My name is Rúben and I am a student of Mechanical Engineering at the University of Aveiro in Portugal.
I am an enthusiast of motorsport and autonomous mobility and I am also the Team Manager of Engenius, the Formula Student team of the University of Aveiro.
I enjoy working as a team and try to explore innovative ideas with the goal of making a difference.
On these weeks I started by installing the ROS environment and doing the tutorials present in this link to prepare a workshop given by Professor Miguel Oliveira.
In the workshop he showed us the ROS environment and we played a team hunting game where each person had a player and belonged to a team. During the game, players from the blue team had to hunt those from the red team, red team had to hunt the members of green team and green team had to catch up the blue ones.
In this workshop we used Python2 for programming our players, and used GitHub to work in a corporative environment. After we had fun playing some games, Professor Miguel Oliveira showed us some projects where he used ROS.
I also have been writing a preliminary report for my dissertation, where I read about the work that had been done by previous students and also started to explore a litle bit more about Deep Learning. At the end of the week I had a meeting with Professor Vítor Santos, where we discussed some points about the preliminary report and the first steps to take.

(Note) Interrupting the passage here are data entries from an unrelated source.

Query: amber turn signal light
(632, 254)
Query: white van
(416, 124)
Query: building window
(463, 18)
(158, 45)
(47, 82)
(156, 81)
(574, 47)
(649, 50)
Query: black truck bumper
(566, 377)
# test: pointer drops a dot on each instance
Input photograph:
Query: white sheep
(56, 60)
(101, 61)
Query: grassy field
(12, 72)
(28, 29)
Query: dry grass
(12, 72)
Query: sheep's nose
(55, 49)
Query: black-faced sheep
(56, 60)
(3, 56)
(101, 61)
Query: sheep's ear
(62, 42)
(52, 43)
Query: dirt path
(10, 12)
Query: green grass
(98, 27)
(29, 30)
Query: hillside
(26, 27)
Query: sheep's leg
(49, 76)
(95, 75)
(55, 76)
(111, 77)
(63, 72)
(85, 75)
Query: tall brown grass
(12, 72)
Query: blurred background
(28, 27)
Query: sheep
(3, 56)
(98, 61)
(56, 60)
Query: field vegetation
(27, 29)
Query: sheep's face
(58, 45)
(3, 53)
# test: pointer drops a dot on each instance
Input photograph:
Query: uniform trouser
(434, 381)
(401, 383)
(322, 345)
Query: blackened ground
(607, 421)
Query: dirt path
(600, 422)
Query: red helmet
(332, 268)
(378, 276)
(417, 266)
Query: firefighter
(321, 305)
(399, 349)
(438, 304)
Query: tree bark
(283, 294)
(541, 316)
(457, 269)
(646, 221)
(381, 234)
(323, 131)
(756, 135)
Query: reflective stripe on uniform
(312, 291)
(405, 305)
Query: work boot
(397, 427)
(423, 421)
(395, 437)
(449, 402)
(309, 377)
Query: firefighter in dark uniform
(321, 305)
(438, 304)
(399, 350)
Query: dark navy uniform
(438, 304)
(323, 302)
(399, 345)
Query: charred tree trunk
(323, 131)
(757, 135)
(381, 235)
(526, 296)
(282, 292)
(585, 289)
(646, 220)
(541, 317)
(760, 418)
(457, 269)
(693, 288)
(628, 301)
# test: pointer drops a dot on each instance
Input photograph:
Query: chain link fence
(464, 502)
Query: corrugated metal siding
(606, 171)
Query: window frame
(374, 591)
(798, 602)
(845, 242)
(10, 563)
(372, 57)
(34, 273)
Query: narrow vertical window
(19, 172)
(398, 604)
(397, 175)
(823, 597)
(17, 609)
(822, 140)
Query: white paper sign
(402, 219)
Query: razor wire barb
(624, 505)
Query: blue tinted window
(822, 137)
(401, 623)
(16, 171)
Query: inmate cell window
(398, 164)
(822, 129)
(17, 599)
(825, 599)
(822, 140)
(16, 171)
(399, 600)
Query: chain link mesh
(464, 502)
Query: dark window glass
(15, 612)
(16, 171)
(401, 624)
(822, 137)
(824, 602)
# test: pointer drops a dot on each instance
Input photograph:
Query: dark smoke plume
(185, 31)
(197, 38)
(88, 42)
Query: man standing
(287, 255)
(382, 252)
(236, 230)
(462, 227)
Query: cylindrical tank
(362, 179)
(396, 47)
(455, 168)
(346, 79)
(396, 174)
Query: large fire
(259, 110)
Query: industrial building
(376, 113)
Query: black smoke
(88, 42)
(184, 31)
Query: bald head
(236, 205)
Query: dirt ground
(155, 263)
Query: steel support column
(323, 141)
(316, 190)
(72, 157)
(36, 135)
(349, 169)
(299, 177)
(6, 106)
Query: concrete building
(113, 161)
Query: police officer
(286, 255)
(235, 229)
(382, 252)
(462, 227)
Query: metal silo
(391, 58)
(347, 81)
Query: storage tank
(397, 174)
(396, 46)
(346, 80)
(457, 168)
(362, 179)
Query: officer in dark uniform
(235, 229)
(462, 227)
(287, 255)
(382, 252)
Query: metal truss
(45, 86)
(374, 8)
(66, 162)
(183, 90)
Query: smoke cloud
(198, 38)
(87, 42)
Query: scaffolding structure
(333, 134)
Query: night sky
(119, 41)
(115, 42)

On this week I kept researching more about the past projects at LAR and other projects that use neural networks on panoramic images. I just wrote the preliminary report where I defined the main requirements in terms of hardware for classifying images in real time and also mentioned some networks that I might try for the classification process.
I ended up developing some stands for the positioning of the cameras as you can see on the image bellow.
This week I've been making the last adjustments to the stands for positioning of the cameras, and it ended up as shown on the picture bellow.
I also tried to pass the images from the cameras through ROS topics at the same time as I prepared the LAR Meeting, where I and some colleagues had to present our thesis subjects and the work that we have been doing.
My main focus for this week was to explore more about Deep Learning. For it, I used Google Colab to keep doing the Fast.ai pratical Deep Learning course and trained a model with a simple dataset that I create with internet images.
With the training of this dataset I was able to learn more about terms such as learning rate and its influence on the training of a model, and I also became more familiar with some interpretation techniques, like using confusion matrices to find were the model performance was lower.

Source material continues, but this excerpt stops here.